Teacher note: Challenging all forms of discrimination that exist within the community can support social justice and equity. One way individuals and communities can challenge discrimination is by increasing awareness of issues about diversity within their communities. Explain to students that throughout history, there have been many prominent individuals who have campaigned for the rights of others. One of the most famous examples was the speech delivered by Rev. Martin Luther King who fought long and hard to secure civil rights for all Americans, especially African Americans.

  1. As a class, watch Rev. Martin Luther King give the final speech at the ‘March for Jobs and Freedom’ held in Washington DC on August 28, 1963.

Teacher note: It is not essential to watch the whole video (the whole speech goes for over 17 minutes). Significant aspects of the speech could be highlighted. Speeches within an Australian context could be used e.g. Prime Minister Kevin Rudd’s Sorry speech.

  1. In groups of five, students analyse the content of Rev.

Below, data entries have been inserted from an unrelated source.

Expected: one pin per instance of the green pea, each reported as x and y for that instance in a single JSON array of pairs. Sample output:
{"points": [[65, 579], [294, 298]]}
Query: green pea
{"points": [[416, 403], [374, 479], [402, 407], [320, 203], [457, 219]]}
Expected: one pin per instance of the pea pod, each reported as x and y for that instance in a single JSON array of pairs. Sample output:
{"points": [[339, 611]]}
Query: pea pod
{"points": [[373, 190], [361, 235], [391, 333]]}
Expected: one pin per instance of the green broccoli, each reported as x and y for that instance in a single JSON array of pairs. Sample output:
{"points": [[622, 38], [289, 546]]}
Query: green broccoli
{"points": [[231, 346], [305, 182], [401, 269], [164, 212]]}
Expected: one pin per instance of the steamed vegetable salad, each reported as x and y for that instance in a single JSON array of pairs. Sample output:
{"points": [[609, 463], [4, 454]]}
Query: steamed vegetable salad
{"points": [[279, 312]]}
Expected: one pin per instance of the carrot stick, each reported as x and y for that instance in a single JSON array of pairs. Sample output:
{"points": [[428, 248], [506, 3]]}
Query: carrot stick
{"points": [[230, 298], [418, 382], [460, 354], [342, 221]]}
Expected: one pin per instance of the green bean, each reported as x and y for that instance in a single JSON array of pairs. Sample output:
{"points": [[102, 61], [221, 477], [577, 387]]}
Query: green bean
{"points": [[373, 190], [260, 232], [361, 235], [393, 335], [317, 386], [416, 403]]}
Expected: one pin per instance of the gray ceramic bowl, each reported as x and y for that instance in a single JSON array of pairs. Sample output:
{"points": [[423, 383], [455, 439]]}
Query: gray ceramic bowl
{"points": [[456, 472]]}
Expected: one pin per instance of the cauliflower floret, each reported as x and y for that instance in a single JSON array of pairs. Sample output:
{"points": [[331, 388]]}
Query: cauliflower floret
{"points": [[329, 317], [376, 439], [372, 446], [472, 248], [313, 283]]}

Martin Luther King’s speech.

Teacher note: within the speech, Rev. Martin Luther King uses some terms which some students may find offensive including the use of the word ‘negro’. Ensure that you are familiar with sensitivities in your class and you provide the context of the speech, e.g. 1960s in America.

  • What were the key messages of the speech?

  • Who is the speech directed at?

  • How do you think a person of African American descent would have felt standing in the audience listening to Martin Luther King on that day?

  • How do you think an audience would react to this speech today? Would there be different reactions for different sections of the community? Why? Why not?

  • What impact did that speech have on the civil rights movement?

  • What factors added to the effectiveness of the speech (voice, location, audience, mood of the day)?

  • What did Rev. Martin Luther King use to convey his message effectively?

  • How did Rev. Martin Luther King convey emotion and feeling in the speech?

  1. As a class, discuss aspects of the language used within the speech by Rev. Martin Luther King. Discuss the following questions with students.

  • Would all the language used in the speech be appropriate today?

  • What terms could be possibly viewed as inappropriate?

  • Why was Rev. Martin Luther King able to use the term ‘negro’ in his speech?

  • In what context was the language used?

  • How should language change depending on the individuals involved in the communication? i.e. has the appropriateness of language changed with time and within different cultures?

  • How can our choice of language impact on others?

  1. Individually, students write a speech outlining their hopes and dreams for their community. In their speech, students should:

  • clearly identify a specific community issue associated with diversity

  • challenge negative community values and attitudes towards diversity

  • critically evaluate the impact and consequences the issue has on individuals and others within the wider community

  • identify and outline distinct key messages that will promote diversity and inclusiveness within the community

  • propose actions and behaviours that individuals in the community can adopt to promote empathy and understanding within the community towards inclusiveness and diversity.

Students save their speech on the OneNote page in their notebook.

  1. Using OneNote, students present and record their speech on a webcam. Students save the speech in their OneNote notebook and also save a copy to the class OneNote notebook for other students to evaluate.

  2. Students read and watch other student’s speeches. After watching each speech, students provide constructive feedback to their peers about the content and delivery of the speech.

Once students have presented and saved the copy of their speech on OneNote, they save it to their PDHPE file.